Oh, beauty, beauty! terrima causa belli, thou dost play the devil with the hearts of men! Who is there who doth not wish to look upon thee, from the saint to the sinner?—None. For thee worlds have been lost; nations swept off the earth; thrones overturned; and cities laid in ashes! Adam, David, Marc Antony, Abelard, and Denis O'Shaughnessy, exhibit histories of thy power never to be forgotten, but the greatest of these is Denis O'Shaughnessy.

Susan was about the middle size; her tresses, like those of the daughters of her country, were a fair brown, and abundant. Her features were not such, we admit, as mark regular and scientific perfection, and perhaps much of their power was owing to their not being altogether symmetrical. Her great charm consisted in a spirit of youthful innocence, so guileless that the very light of purity and truth seemed to break in radiance from her countenance. Her form was round, light, and flexible. When she smiled her face seemed to lose the character of its mortality—so seraphic and full of an indescribable spell were its lineaments; that is, the spell was felt by its thrilling influence upon the beholder, rather than by any extraordinary perception of her external beauty. The general expression of her countenance, however, was that of melancholy. No person could look upon her! white forehead and dark flashing eyes, without perceiving that she was full of tenderness and enthusiasm; but let the light of cheerfulness fall upon her face, and you wished never to see it beam with any other spirit. In her met those extremes of character peculiar to her country. Her laughing lips expanded with the playful delicacy of mirth, or breathed forth, with untaught melody and deep pathos, her national songs of sorrow.

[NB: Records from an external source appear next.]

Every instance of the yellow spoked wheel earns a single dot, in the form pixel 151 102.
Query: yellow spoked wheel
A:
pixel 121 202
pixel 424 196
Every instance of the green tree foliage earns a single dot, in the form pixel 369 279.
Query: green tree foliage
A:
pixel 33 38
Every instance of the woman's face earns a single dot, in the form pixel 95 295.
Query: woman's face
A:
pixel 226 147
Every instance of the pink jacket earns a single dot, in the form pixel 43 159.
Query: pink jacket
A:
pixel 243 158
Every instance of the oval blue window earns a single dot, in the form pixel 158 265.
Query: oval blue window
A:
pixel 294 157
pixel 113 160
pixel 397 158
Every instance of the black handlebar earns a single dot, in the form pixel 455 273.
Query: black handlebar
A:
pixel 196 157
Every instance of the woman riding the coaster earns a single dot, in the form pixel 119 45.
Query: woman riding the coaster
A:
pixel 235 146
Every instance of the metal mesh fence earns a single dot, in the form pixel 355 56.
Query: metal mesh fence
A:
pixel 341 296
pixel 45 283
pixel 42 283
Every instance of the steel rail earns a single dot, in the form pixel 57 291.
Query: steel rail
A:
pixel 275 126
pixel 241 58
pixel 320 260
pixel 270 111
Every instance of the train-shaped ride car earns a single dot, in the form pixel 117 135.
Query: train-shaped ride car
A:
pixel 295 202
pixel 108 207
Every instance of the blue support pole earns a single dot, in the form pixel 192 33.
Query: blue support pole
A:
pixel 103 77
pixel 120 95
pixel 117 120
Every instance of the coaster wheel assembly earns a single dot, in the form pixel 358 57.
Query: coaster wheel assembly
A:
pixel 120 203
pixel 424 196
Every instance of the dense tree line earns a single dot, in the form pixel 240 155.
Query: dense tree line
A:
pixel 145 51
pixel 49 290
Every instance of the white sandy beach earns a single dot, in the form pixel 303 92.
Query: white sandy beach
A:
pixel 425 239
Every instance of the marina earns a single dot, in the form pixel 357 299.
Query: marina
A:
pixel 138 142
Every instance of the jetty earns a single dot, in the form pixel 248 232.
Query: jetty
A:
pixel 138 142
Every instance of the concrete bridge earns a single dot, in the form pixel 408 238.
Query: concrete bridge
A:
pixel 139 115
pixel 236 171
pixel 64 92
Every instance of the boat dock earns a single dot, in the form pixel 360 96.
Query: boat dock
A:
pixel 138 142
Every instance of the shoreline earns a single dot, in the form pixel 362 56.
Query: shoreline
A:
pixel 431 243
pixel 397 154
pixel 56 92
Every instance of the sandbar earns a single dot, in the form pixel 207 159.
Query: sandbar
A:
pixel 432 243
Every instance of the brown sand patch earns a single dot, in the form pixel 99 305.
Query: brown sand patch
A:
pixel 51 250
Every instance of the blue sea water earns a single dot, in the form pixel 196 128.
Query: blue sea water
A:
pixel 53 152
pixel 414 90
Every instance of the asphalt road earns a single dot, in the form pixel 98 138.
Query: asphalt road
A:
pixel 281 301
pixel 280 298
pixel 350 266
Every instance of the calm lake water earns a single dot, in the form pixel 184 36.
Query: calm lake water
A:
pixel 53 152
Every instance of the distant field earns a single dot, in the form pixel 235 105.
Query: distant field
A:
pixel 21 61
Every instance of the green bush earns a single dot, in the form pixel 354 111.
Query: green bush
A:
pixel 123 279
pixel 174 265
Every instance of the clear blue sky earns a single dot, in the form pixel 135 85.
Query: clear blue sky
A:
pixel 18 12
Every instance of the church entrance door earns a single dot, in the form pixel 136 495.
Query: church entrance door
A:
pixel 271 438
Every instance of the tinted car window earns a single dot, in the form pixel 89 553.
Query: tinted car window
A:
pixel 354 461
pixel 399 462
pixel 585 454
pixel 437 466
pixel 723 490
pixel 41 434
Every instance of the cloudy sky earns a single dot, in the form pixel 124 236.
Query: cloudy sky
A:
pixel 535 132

A little before she made her appearance, the moon had risen and softened with her dewy light the calm secluded scene around them. Denis, too, had an opportunity of seeing the lovely girl more distinctly. Her dress was simple but becoming. Her hair, except the side ringlets that fell to heighten the beauty of her neck, was bound up with a comb which Denis himself had presented to her. She wore a white dimity bedgown, that sat close to her well-formed person, descended below her knee, and opened before; the sleeves of it did not reach the elbow, but displayed an arm that could not be surpassed for whiteness and beauty. The bedgown was frilled about the shoulder, which it covered, leaving the neck only, and the upper part of her snowy bosom, visible. A dark ribbon, tied about her waist, threw her figure into exquisite outline, and gave her that simple elegance which at once bespeaks the harmony of due proportion.

On reaching the well she filled her vessel, and placed it on a small mound beside her; then sitting down, she mused for some time, and turning her eyes towards Denis's father's sighed deeply.

“It's the least,” said the humble girl, “that I may look towards the house that the only one I ever loved, or ever will love, lives in. Little I thought when I loved him that I was standin' between him an' God. Loved him! I wish I could say it was past. I wish I could: for I am afeared that till my weak heart breaks it will love him still. God pity me! It would be well for me I had never seen him! But why he should go to Maynooth without givin' me back my promise I cannot tell.”

Denis rose and approached her. Susan, on seeing him, started, and her lover could perceive that she hastily wiped the tears from her eyes. A single glance, however, convinced her that it was he; and such was the guileless simplicity of her heart, joined to the force of habit, that her face beamed with one of her wonted smiles at his appearance. This soon passed away, and her features again resumed an expression of deep melancholy. Our hero now forgot his learning; his polysyllables were laid aside, and his pedantry utterly abandoned. His pride, too, was gone, and the petty pomp of artificial character thing aside like an unnecessary garment which only oppresses the wearer.

“Susan,” said he, “I am sorry to see you look so pale and unhappy. I deeply regret it; and I could not permit this day to pass, without seeing and speaking to you. If I go to-morrow, Susan, may I now ask in what light will you remember me?”

“I'll remember you without anger, Denis; with sorrow will I remember you, but not, as I said, in anger; though God knows, and you know, the only token you lave me to remember you by is a broken heart.”

“Susan,” said Denis, “it was an unhappy attachment, as circumstances have turned out; and I wish for both our sakes we had never loved one another. For some time past my heart has been torn different ways, and, to tell you the truth, I acknowledge that within the last three or four months I have been little less than a villain to you.”

“You speak harshly of yourself, Denis; I hope, more so than you deserve.”